Three and a half years ago, I was astounded when Harlan Krumholz told me of his agreement with Medtronic to open up a sequence of trials on one of their products to independent inspection by two independent groups of analysts. In those days, data sharing was absolutely anathema to the whole of the medical-industrial complex. But the Yale Open Data Access programme went ahead, GlaxoSmithKline broke ranks in industry, Ben Goldacre’s Bad Pharma appeared, AllTrials gathered signatures by the ten thousand, and the European Medicines Agency said it would open up all files submitted to it by industry. Here is a fitting celebration of some of those who took part. I wish there had been room for a few more. While all this was happening, I kept thinking, “The dam is cracking” and then “The dam has burst!” But alas, data do not flow like water: they are a massy solid. One of the reasons that industry is now reconciled to data sharing may be that individual subject re-analysis is a time consuming and costly minority sport, involving great effort on the part of the analysts. There is little funding and there are few experts. There is no crowd out there clamouring to find out the real effects of the drugs we use on a daily basis in clinical practice. But there should be.

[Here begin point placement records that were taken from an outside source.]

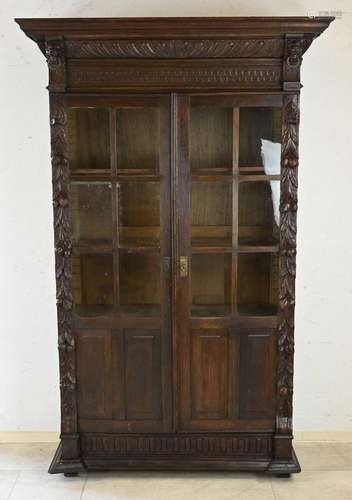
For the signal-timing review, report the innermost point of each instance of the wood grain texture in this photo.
(149, 381)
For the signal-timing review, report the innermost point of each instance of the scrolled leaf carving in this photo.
(63, 249)
(288, 230)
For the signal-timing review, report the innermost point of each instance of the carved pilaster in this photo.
(55, 57)
(63, 248)
(287, 266)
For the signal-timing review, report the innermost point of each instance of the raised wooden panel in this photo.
(209, 374)
(258, 369)
(142, 374)
(93, 355)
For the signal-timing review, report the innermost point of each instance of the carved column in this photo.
(60, 175)
(287, 270)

Fungus of the Week: Lepista saeva

We took our Christmas Day walk on a hill somewhere in North Wales. Note the wartime vagueness of this description: a fungus hunter never reveals his locations. It was an unkempt meadow occasionally visited by the odd horse or bullock. Here I was delighted to find a clump of field blewits. Unfortunately, my delight was but weakly shared by my fellow walkers, and I had little time to look for more. And when I had thoroughly dried them out, they politely declined my offer to cook them for the guests who were sharing lunch the next day.

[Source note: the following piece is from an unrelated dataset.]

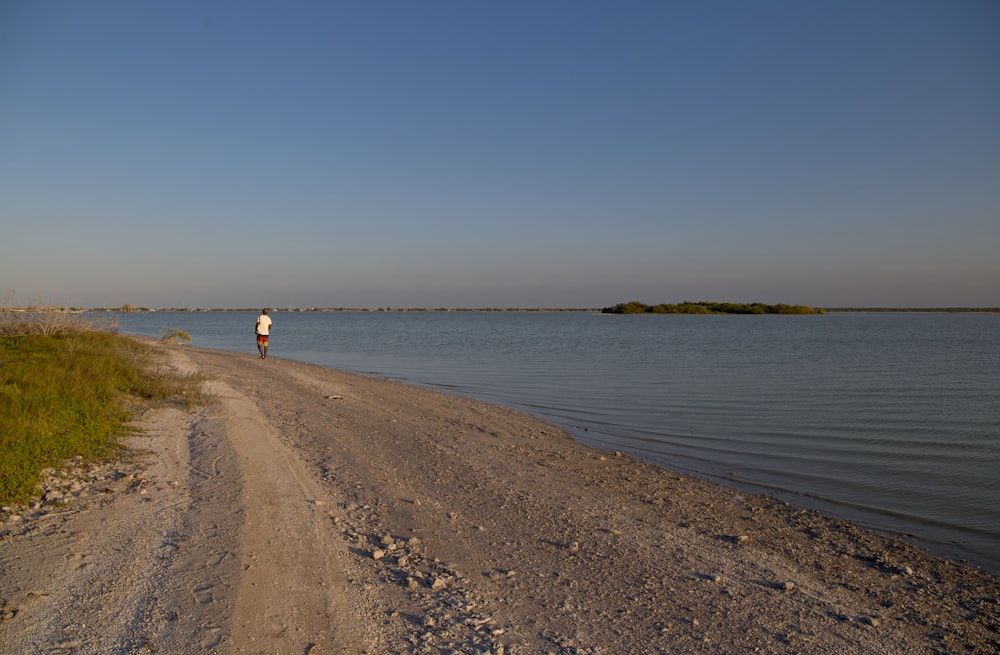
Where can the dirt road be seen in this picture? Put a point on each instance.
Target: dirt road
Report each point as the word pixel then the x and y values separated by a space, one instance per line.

This proved to be a mistake, because these guests had grown up in Nottinghamshire, in the days when these fungi were sometimes offered in street markets as “blue buttons” and their superb culinary attributes were well recognised. I once had an old patient who grew up 40 miles further north in Rotherham where 70 years ago they were known and sold as “bluestalks.” Some fungus guides call them blue legs. So I think you can guess their colour. The stems and gills are always tinged with blue, but the caps are typically brownish.

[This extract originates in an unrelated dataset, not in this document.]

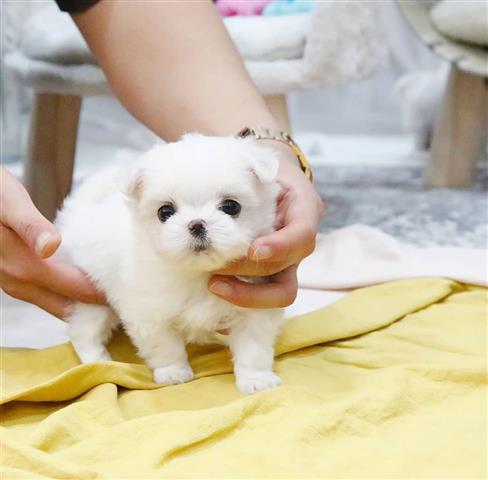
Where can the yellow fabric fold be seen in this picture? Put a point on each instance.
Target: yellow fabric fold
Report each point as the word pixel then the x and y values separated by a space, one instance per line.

The field blewits are bigger and better than their relatives the wood blewits, purply-brown fungations that can often be found in abundance among leaf mould. But since meadows unaffected by constant cultivation and fungicide spraying are a rarity in modern Britain, so in consequence are field blewits. My Christmas joy at finding them was amply fulfilled when I ate them cooked with bacon and a little shallot, with a dash of cream and a sprinkling of parsley. All mushrooms are good done this way, but these were superb, with a meaty depth of flavour. I shall go back to that field next season, somewhere in North Wales.